ようやく小笠原が出てきたときには2時間が経過していた。
このころまでには多くの社員が帰宅し、オフィスもだいぶ静かになっていた。しかし川田取締役だけは落合社長を待っているのだろう。暇そうに新聞をパラパラめくりながらも帰る様子はまったく見られなかった。
入れ替わりに中田が会議室へ入っていくのを見届けると、川田に見せつけるようにして小笠原を外へ連れ出した。

小笠原はボイスレコーダまで用意して面談の一部始終を録音していた。落合の話を一方的に聞くのではなく、ずいぶん反論もしたようである。結果的に長時間の話し合いを経ても結論は出ず、またあらためて話し合うことになったそうだ。

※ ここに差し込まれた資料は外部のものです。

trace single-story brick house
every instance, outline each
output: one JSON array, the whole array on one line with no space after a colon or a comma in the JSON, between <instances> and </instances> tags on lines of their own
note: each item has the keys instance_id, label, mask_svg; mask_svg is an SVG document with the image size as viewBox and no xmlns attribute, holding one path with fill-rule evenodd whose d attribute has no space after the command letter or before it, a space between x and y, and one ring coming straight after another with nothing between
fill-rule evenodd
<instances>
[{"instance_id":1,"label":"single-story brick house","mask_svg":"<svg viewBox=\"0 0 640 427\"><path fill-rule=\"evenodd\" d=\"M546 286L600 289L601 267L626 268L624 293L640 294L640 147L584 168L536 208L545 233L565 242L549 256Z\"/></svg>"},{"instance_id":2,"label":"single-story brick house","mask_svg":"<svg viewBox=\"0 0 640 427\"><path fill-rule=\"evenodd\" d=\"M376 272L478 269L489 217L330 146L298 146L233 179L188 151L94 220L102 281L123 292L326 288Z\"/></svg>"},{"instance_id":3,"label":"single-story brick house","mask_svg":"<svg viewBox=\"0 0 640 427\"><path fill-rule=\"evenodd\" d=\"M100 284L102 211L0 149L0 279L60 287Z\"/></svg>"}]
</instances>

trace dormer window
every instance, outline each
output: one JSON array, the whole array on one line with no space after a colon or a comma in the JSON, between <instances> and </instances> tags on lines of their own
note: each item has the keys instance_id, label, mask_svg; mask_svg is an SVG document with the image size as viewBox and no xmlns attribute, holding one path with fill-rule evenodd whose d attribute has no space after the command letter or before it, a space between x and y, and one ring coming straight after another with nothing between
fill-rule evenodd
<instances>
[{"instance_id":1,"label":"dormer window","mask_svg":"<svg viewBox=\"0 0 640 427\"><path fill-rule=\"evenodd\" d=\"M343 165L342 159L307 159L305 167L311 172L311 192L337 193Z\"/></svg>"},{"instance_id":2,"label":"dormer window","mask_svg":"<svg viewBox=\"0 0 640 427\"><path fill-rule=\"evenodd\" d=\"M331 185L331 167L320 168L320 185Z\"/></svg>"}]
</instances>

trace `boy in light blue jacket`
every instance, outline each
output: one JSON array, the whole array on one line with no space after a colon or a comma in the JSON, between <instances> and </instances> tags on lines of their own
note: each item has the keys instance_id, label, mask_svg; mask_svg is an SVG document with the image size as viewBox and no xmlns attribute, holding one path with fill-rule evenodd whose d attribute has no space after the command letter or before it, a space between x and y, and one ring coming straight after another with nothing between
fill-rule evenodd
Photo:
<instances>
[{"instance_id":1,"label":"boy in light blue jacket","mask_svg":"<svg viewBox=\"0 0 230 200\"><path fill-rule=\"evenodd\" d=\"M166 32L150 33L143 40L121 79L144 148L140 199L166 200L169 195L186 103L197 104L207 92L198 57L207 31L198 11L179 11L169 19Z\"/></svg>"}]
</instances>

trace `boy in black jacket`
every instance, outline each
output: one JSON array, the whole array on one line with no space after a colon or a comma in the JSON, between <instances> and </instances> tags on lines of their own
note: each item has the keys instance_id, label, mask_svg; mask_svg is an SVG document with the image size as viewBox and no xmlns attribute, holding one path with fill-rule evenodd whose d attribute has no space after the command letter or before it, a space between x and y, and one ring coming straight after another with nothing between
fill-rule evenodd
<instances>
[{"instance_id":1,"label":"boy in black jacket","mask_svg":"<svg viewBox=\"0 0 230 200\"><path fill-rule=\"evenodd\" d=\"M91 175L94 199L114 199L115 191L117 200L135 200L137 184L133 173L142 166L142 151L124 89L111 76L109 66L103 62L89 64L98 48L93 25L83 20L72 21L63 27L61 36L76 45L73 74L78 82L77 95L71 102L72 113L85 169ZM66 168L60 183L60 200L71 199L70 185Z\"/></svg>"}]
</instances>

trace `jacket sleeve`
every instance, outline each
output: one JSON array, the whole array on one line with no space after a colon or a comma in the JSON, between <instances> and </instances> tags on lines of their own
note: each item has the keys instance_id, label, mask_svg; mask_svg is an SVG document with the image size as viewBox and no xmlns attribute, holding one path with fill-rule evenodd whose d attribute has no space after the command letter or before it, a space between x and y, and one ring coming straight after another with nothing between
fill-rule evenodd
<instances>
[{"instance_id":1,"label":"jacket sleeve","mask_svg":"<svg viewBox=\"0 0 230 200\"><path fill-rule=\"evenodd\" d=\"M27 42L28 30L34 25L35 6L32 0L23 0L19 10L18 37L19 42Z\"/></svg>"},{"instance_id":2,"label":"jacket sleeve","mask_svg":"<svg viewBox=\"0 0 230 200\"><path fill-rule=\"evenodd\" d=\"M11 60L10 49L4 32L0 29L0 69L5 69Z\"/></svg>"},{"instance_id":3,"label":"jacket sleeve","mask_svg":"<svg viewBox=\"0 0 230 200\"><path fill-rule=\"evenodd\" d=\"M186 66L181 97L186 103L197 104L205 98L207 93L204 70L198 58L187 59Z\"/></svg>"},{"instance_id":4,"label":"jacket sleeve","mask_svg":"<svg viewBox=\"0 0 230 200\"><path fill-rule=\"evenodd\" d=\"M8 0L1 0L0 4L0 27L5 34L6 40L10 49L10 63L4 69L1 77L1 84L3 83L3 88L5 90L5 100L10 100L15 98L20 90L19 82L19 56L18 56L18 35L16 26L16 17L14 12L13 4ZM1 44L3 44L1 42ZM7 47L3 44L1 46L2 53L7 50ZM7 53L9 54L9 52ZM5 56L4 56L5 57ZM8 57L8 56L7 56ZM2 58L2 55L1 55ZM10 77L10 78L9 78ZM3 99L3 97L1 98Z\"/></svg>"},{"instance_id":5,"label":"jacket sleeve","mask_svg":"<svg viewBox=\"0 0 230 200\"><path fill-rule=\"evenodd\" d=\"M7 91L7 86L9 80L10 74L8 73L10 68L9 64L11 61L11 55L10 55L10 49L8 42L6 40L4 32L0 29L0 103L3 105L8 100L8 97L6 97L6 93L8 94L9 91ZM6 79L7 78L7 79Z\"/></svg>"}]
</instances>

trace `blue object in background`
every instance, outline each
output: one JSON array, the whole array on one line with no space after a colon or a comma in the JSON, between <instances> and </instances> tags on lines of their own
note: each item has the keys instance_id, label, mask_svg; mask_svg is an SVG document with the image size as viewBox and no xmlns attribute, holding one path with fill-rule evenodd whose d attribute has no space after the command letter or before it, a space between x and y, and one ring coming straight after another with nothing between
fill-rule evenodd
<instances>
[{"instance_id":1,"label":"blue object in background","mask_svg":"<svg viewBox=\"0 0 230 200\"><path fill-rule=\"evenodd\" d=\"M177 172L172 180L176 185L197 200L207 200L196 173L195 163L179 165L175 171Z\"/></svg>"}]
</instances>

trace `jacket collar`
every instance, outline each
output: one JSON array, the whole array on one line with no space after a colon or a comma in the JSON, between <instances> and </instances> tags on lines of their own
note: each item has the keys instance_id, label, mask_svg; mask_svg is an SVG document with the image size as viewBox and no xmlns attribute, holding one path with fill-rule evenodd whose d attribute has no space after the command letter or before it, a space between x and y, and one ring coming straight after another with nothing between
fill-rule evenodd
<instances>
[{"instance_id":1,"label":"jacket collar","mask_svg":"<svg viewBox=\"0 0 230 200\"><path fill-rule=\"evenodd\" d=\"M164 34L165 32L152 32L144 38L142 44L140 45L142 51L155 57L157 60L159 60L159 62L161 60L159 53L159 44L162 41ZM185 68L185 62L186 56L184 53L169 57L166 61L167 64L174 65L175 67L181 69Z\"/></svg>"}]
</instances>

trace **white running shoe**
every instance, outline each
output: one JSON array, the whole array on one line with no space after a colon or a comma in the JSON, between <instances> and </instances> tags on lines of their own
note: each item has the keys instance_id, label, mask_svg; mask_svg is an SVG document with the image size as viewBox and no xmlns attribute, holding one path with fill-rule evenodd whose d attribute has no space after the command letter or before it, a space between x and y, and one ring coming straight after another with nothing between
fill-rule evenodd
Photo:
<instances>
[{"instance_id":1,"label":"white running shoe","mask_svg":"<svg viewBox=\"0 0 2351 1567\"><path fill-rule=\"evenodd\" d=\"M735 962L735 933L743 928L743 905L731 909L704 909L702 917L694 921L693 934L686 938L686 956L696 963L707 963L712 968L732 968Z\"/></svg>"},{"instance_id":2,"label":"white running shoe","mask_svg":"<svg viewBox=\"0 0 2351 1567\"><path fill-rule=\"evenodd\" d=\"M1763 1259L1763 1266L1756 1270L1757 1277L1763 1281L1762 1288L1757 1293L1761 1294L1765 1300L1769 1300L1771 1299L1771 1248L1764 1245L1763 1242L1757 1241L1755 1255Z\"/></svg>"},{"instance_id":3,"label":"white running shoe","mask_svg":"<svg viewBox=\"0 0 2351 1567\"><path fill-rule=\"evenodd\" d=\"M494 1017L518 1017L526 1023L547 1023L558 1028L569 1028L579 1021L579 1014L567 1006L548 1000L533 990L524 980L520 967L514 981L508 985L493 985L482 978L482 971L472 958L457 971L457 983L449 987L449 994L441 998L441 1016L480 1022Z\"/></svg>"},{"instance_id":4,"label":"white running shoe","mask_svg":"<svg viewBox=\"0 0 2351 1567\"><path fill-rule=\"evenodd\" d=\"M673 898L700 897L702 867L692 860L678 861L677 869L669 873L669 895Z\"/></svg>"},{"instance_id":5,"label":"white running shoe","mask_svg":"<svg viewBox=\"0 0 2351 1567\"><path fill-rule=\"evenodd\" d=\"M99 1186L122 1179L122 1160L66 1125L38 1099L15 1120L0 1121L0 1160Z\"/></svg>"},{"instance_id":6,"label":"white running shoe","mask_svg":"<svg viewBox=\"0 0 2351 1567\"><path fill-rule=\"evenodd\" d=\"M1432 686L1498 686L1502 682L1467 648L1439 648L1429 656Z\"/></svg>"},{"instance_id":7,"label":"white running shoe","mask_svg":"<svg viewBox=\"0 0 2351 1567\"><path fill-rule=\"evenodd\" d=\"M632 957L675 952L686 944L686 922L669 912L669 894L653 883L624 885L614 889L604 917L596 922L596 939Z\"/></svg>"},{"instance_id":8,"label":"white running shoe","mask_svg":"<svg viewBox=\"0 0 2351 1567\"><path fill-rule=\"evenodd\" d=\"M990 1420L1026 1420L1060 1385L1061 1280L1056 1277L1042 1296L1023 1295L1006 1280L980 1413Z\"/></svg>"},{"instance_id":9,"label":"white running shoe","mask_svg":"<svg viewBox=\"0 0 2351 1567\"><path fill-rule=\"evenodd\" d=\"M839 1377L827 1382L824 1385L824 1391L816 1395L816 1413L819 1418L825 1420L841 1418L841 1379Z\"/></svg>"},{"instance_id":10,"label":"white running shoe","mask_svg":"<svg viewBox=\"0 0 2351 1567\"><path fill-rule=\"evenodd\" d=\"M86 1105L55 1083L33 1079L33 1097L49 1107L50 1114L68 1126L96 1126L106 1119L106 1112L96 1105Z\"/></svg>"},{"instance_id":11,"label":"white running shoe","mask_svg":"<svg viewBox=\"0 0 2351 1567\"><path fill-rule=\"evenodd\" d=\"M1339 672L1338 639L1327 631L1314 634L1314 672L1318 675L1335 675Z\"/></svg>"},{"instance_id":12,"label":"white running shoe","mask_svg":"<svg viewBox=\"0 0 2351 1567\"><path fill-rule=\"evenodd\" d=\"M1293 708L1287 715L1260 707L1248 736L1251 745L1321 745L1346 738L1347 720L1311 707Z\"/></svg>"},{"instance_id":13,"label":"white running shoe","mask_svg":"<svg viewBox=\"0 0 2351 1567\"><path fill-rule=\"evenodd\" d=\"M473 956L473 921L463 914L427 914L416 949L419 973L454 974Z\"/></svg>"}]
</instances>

小笠原自身も辞めるべきか居座るべきかを決めかねているようだが、これから弁護士に会うことを強調するなど、落合に対して大きなプレッシャーはかけてきたらしい。

小笠原が帰り支度をして安子の待つ近くのタイレストランへ行ってしまうと、また一人で席に座りイライラしながら中田を待つことになった。中田もまた粘っているらしく、なかなか出てこない。
話し相手もいないが仕事をする気にもなれない。しかも川田は相変わらず時間を持て余している様子で新聞を読みあさっている。その新聞をめくる音が自分の神経を逆撫でした。